Berorientasi masa depan
“Pembaca, di dalam bisnis, gagasan, pendidikan, pemerintahan dan sebagainya, saya kira kita semua menghadapi masalah yang sama. Mungkin benar kata teman saya tadi; kita semua mengharapkan perubahan, tapi kita tak tahu harus mulai dari mana. Akibatnya kita semua hanya melakukan hal yang sama dari hari ke hari. Jadi omong kosong perubahan akan datang. Perubahan hanya bisa datang kalau orang-orang mau bergerak bukan hanya dengan omongan saja. Dulu, menjelang Soeharto turun, orang-orang sudah gelisah, tapi tak banyak yang berani bergerak. Tetapi sekali bergerak, perubahan seperti menjadi tak terkendali, dan perubahan yang tak terkendali bisa menghancurkan misi perubahan itu sendiri, yaitu perubahan yang menjadikan hidup lebih baik. Perubahan akan gagal kalau pemimpin-pemimpinnya hanya berwacana saja. Wacana yang kosong akan destruktif.”
“Manajemen tentu berkepentingan terhadap bagaimana menggerakkan orang-orang yang tidak cuma sekedar berfikir, tetapi berinisiatif, bergerak, memulai, dan seterusnya. Get Started. Get into the game. Get into the playing field, Now. Just do it!. Janganlah mereka dimusuhi, jangan inisiatif mereka dibunuh oleh orang-orang yang bermental birokratik yang bisanya cuma bicara di dalam rapat dan cuma membuat peraturan saja. Makanya tranformasi harus bersifat kultural, tidak cukup sekedar struktural. Ia harus bisa menyentuh manusia, yaitu manusia-manusia yang aktif, berinisiatif dan berani maju. Manusia pemenang adalah manusia yang responsif. “
Seperti kata Jack Canfield, yang menulis buku Chicken Soup for the Soul yang membedakan antara winners dengan losers adalah “Winners take action; they simply get up and do what has to be done.” Selamat bergerak![1] ‘Selama anda masih hijau, anda terus bertumbuh; segera setelah anda matang, anda mulai membusuk’ (Ray Kroc, pendiri Mc Donalds)
Tanda masih ada kehidupan
Bergerak dan berubah, adalah tanda kehidupan. Pohon, berapa pun umurnya, selama ia masih menumbuhkan daun-daun hijau, dia masih tumbuh. Masih ada yang baru yang akan terjadi dalam hidupnya; ia masih berbunga dan berbuah; yang akan dibagikan dan disebarkan kepada alam sekitarnya.; sehingga hidup itu tersebar dan membangun hidup yang baru lagi. Pohon yang berhenti berbuah, dia sudah ‘matang’, mulai membusuk dan siap mati.

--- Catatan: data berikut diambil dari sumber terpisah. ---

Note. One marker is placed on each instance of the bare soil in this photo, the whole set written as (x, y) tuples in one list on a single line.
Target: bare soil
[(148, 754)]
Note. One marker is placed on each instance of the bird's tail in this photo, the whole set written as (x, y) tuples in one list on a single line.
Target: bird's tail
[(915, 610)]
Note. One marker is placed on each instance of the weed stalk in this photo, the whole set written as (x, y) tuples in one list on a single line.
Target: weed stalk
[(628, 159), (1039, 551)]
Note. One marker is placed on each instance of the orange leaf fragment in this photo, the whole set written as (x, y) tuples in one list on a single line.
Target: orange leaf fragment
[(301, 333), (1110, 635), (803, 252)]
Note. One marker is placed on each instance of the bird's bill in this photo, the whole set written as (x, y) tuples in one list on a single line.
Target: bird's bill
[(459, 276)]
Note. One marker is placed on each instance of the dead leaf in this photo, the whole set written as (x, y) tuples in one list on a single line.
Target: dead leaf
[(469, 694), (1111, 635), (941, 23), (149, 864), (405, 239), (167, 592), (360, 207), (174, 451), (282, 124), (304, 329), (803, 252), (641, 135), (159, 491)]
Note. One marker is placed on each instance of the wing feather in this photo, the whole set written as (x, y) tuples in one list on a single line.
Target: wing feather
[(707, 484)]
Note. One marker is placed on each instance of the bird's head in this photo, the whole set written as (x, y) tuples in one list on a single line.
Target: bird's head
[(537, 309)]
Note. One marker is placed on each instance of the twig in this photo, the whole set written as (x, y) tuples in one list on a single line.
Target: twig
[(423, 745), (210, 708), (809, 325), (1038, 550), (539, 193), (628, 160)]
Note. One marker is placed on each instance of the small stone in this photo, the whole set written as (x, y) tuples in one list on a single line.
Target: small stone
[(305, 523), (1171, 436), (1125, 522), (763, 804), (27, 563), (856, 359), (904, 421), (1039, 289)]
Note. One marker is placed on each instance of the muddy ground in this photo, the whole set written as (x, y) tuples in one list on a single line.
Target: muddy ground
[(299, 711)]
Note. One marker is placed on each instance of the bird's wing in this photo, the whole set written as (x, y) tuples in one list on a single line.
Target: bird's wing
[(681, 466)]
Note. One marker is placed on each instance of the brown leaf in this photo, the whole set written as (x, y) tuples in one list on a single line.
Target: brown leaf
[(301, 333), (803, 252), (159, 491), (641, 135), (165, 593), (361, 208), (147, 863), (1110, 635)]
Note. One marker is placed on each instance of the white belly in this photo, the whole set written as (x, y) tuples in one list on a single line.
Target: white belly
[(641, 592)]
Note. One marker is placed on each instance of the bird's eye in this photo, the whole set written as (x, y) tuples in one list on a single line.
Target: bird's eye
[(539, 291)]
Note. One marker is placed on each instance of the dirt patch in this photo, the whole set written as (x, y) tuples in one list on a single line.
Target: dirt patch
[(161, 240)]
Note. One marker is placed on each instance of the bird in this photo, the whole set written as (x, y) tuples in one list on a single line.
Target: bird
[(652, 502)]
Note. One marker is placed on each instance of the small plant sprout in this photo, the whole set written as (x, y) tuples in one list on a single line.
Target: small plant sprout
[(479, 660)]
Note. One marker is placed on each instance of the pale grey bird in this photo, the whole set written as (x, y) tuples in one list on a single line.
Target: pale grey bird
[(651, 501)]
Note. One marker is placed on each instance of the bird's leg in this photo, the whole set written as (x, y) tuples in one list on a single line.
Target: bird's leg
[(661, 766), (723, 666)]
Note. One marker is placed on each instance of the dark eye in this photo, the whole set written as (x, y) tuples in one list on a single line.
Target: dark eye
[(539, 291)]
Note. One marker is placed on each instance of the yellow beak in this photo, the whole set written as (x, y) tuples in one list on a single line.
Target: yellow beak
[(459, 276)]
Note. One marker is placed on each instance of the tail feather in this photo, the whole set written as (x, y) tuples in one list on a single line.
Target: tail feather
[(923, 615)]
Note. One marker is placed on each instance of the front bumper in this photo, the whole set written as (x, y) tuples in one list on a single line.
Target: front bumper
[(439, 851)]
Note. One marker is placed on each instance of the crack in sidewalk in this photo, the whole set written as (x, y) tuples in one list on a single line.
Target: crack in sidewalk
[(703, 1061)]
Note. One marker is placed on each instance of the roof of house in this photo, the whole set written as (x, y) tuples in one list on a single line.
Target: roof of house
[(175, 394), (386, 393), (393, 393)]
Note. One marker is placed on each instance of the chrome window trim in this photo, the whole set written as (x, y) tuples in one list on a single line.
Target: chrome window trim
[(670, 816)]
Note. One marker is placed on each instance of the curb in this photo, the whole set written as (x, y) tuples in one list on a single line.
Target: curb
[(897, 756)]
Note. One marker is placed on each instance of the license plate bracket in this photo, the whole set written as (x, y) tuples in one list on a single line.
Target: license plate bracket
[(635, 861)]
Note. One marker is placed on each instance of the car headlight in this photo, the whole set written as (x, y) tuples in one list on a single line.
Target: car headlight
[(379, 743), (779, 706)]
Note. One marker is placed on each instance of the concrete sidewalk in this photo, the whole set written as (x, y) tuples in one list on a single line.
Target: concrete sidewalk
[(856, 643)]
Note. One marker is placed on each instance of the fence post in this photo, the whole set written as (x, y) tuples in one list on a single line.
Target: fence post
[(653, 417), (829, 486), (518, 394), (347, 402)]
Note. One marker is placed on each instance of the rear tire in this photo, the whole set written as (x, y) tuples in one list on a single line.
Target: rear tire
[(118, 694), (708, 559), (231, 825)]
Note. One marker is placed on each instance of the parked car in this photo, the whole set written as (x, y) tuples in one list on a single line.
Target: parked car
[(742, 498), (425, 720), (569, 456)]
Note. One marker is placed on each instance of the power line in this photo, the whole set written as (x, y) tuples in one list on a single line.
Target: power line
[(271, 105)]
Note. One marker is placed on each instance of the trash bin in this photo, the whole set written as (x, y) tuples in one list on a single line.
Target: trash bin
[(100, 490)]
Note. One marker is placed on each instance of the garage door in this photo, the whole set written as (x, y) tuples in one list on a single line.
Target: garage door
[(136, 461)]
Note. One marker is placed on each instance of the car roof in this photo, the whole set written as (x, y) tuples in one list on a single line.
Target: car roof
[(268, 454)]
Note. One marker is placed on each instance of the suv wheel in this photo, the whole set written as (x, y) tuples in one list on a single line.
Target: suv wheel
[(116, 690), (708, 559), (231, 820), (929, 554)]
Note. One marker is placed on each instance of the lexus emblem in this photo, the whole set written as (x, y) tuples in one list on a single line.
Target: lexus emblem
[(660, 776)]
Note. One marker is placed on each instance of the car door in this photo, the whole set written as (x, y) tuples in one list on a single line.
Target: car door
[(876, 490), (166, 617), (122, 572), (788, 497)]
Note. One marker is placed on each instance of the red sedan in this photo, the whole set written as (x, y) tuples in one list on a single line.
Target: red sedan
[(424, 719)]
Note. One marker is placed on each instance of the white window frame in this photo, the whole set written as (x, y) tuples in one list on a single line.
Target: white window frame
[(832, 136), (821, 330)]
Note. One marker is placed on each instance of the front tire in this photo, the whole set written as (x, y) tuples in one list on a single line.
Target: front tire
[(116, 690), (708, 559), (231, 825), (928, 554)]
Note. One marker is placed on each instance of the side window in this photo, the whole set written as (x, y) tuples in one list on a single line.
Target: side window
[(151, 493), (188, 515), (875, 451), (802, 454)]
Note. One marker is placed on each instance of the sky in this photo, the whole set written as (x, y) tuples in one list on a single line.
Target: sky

Apa yang ditulis Rheinald Khazali tentang bergerak dan berubah juga merupakan tanda hidup orang Kristen. Kalau orang mengalami kehadiran Roh Kudus dalam hidupnya, ia akan mengalami semangat berkobar yang positif. Dia tidak dapat diam, dia akan mewartakan, menceritakan apa yang dialaminya, dia ingin berbagi dan perduli pada orang lain; ia menginginkan hal yang sama juga dialami orang-orang yang dikasihinya. Dan mereka akan tumbuh bersama; berubah menjadi lebih baik. Itu adalah pertobatan yang membangun manusia untuk semakin sedia mengikuti Tuhan Yesus yang sudah bangkit.
Maka pertanyaan kepada kita semua, apakah hidup kita masih bergerak dan berubah? Apakah kita masih menghasilkan buah-buah kasih dan kebaikan? Jika hidup kita berjalan rutin, tanpa ada perubahan dan pertumbuhan, jangan-jangan api Roh Kudus yang kita terima, sudah meredup tinggal bara yang tidak membakar lagi. Maka, mari pada hari ini, kita mohon lagi, agar Roh Kasih tercurah kembali secara melimpah dalam hati dan hidup kita. Sehingga kita dapat menunjukkan kepada siapa pun di sekitar kita, bahwa Roh Allah masih bertiup dan bekerja di dunia ini, melalui hidup, perkataan dan perbuatan kita yang menghasilkan buah-buah kasih dan kebaikan kepada sesama. Amin.
Romo Hans Handrianto Widjaja Pr, imam diosesan Keuskupan Denpasar.